Изменить размер шрифта - +
Назову «Пророчества о конце света». Нет! Книг с такими названиями было уже немало. Вот как будет звучать название: «Новое видение конца света, открытое простому журналисту». Да! Точно! Теперь-то уж ко мне будут относиться с уважением, поймут, что Сидор Акашкин – настоящая звезда!
 – Сидор! – раздался из-за закрытой двери голос бабки Наталки. – Милок, ты спишь?
 – Не сплю, – буркнул Сидор и встал. Натянул старый спортивный костюм и вышел из комнаты.
 Бабка глядела на него с некоторым испугом.
 – Ты чего, бабуль?
 – Да не спится мне, а тут еще твой голос услыхала. Подумала: раз ты не спишь, может, чайку попьем? Я самовар быстро поставлю.
 – Хорошо. Попьем чайку, – воодушевленно сказал Сидор. – Я не против.
 Но до чая ли! Лишь мысль о книге его томила, мучила и жгла.
 Впрочем, чай – тоже неплохо.
 Бабка раскочегарила самоварчик, поставила на дощатый стол кружки, сахарницу, кувшинчик со сметаной и стопочку блинов, оставшихся от ужина.

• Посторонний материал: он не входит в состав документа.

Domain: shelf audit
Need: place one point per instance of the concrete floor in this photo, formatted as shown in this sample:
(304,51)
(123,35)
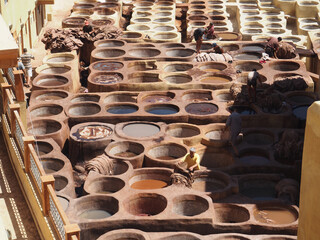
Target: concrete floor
(14,212)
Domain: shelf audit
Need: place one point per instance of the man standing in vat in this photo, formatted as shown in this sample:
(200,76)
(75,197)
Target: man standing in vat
(189,163)
(253,78)
(234,124)
(273,46)
(26,60)
(198,35)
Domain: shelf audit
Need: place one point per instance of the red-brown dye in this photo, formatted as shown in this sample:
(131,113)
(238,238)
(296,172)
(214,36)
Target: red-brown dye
(126,154)
(108,78)
(149,184)
(107,66)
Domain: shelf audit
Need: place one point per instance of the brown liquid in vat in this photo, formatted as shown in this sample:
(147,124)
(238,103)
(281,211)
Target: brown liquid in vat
(166,158)
(149,184)
(274,215)
(140,130)
(214,80)
(126,154)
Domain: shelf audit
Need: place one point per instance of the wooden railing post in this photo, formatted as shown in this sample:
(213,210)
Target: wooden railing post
(5,100)
(13,107)
(26,141)
(71,230)
(45,181)
(18,85)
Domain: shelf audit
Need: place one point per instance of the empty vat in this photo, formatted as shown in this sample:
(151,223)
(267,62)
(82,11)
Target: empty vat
(104,185)
(95,207)
(230,213)
(140,129)
(84,109)
(162,109)
(189,205)
(121,108)
(275,214)
(145,204)
(106,66)
(144,52)
(180,52)
(45,110)
(126,150)
(178,67)
(178,78)
(201,108)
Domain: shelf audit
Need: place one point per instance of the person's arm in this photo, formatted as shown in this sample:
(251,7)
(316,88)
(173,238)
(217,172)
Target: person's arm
(184,158)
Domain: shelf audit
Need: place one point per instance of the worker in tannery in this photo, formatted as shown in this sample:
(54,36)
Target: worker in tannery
(234,123)
(253,78)
(217,48)
(272,46)
(189,163)
(26,61)
(198,36)
(87,28)
(210,31)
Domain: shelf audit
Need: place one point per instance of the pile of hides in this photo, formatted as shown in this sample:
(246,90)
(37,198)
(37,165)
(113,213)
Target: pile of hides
(290,147)
(213,57)
(181,180)
(101,164)
(285,51)
(292,83)
(66,40)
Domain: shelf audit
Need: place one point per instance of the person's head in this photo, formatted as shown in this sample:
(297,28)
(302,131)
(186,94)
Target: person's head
(192,151)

Порыскав в буфете, нашла и пряники мятные, и клубничное варенье.
 Сидор сел за стол, бабка Наталка налила себе и ему чаю, пододвинула вазочку с вареньем. В ночной тишине было особенно слышно, как потрескивают половицы дома, как что-то шуршит по стенам.

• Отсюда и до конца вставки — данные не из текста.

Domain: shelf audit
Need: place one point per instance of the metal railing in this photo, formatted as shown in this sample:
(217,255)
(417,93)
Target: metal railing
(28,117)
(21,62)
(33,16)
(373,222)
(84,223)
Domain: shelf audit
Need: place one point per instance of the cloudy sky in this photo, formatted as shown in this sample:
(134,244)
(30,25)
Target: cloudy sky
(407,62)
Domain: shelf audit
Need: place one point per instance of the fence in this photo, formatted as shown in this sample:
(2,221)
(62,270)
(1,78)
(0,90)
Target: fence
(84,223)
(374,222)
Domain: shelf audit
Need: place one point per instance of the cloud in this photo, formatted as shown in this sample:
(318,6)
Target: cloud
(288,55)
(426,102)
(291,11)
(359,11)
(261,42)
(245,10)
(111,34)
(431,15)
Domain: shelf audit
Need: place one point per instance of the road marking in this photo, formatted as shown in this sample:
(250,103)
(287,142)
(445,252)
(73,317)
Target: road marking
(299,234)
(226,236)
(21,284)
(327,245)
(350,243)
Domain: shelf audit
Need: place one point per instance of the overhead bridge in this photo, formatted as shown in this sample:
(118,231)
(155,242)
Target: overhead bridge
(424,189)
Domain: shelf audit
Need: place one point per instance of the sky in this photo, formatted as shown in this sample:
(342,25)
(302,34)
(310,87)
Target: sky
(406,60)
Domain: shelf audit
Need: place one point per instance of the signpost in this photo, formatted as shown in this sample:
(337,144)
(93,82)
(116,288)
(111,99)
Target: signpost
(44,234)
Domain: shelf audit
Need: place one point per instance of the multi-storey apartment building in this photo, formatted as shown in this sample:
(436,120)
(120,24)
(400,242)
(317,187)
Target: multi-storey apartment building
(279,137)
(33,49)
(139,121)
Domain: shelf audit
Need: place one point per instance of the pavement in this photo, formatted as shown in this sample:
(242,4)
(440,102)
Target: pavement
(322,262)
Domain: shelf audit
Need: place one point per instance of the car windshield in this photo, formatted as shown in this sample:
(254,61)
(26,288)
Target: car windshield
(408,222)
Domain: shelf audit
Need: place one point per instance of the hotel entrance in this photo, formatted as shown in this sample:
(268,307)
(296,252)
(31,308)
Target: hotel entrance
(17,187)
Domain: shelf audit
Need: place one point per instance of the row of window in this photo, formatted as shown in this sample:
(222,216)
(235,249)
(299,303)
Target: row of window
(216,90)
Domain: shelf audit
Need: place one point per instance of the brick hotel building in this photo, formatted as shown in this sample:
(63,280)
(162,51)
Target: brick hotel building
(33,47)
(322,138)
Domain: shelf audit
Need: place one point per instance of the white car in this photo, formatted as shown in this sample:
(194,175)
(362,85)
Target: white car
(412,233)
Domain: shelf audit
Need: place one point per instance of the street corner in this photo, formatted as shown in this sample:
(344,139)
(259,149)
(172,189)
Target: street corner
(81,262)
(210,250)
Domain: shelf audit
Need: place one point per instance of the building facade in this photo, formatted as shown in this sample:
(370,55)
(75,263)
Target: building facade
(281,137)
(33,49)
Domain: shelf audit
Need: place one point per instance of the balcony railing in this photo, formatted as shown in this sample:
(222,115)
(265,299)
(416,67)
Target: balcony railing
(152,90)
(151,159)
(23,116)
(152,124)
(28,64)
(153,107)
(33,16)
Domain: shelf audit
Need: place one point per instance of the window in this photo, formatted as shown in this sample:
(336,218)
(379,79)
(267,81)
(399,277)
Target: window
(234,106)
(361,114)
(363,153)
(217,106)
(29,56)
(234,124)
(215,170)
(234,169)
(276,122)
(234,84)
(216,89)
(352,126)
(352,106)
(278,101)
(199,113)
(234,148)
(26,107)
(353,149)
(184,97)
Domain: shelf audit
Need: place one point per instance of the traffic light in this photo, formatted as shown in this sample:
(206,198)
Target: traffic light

 – Старый у тебя дом, бабуль, – сказал Сидор, макая блин в варенье.
 – Старый, милок.
 – А кто его строил? Муж твой?
 – Муж… Эхе-хе! Этот дом был построен тогда, когда я еще косички заплетала да гусей пасла!
 – И кто в нем жил?
 – До революции в нем три сестры жили. Имен их не помню. Хорошие были девушки. Отец с матерью у них померли, наследство кой-какое осталось, вот они и жили, замуж не выходили, хотя многие к ним сватались.

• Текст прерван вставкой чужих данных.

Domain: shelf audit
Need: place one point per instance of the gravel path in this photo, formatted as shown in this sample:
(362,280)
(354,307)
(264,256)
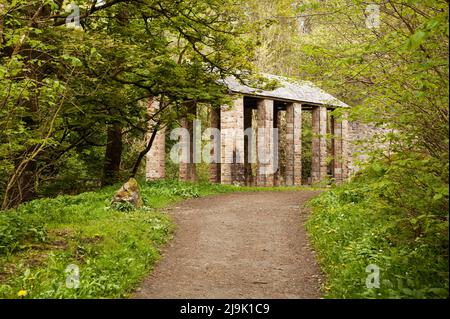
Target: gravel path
(241,245)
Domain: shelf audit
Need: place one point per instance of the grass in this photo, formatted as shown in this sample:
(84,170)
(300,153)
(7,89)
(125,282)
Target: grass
(113,250)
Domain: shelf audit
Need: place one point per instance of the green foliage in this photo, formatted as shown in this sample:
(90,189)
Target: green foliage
(385,217)
(62,89)
(17,232)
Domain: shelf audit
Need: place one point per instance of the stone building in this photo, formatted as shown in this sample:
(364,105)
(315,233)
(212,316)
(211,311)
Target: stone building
(247,149)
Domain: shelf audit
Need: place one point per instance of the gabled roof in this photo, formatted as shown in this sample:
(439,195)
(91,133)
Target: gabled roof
(290,90)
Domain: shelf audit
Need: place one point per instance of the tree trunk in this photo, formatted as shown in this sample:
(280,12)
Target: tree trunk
(113,155)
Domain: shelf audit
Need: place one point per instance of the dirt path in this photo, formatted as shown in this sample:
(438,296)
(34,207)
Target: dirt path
(242,245)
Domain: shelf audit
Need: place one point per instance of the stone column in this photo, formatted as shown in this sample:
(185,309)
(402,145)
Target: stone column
(294,144)
(155,160)
(188,171)
(214,168)
(319,143)
(265,148)
(232,142)
(340,149)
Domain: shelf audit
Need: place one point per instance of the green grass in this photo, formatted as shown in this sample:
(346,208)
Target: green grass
(353,226)
(114,250)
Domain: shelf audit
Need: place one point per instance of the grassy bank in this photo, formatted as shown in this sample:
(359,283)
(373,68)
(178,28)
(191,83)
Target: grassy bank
(359,224)
(114,250)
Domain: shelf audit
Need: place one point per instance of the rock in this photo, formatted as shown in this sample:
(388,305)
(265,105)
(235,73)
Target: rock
(129,193)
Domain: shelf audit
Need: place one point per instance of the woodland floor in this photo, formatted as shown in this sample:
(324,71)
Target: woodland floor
(241,245)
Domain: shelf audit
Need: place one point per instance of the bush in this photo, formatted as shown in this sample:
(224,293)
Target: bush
(17,231)
(393,216)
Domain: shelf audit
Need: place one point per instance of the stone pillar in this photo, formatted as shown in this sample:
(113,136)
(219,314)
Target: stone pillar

 – Чего ж они замуж-то не шли?
 Бабка Наталка усмехнулась:
 – Замуж не напасть, а как бы замужем не пропасть. Не хотели, и все тут. Все состояние свое они пустили на дела милостыни, в доме открыли школу и лазарет. А потом революция случилась, сестер этих красноармейцы расстреляли как классовых врагов, а в доме сделали революционный музей.
 – Да дом-то вроде небольшой, где тут быть музею!
 – Однако ж был. Но недолго. При нэпе музей перевели в город, а в этом доме поселили актрису. Старую. Уж на пенсии. Она была очень одинокая и надменная, всех ниже себя считала. Бывалоча, идет за водой с ведром, меха наденет, платье парчовое, а народ вокруг только насмехается. А потом уж моим родителям, как актриса померла, дом отдали. У нас детей много было. Не заживались, правда.
 – Бабуль, – Сидор от волнения проглотил сушку, не разжевав, – а те сундуки, что на чердаке, может, от актрисы остались?
 Старушка жалостливо поглядела на Сидора:
 – Нету там никаких сундуков, Сидорушка. Помстилось тебе. Ты чай-то пей, родимый.
 Ночь Сидор провел смутно, а едва рассвело, он уже полез на чердак.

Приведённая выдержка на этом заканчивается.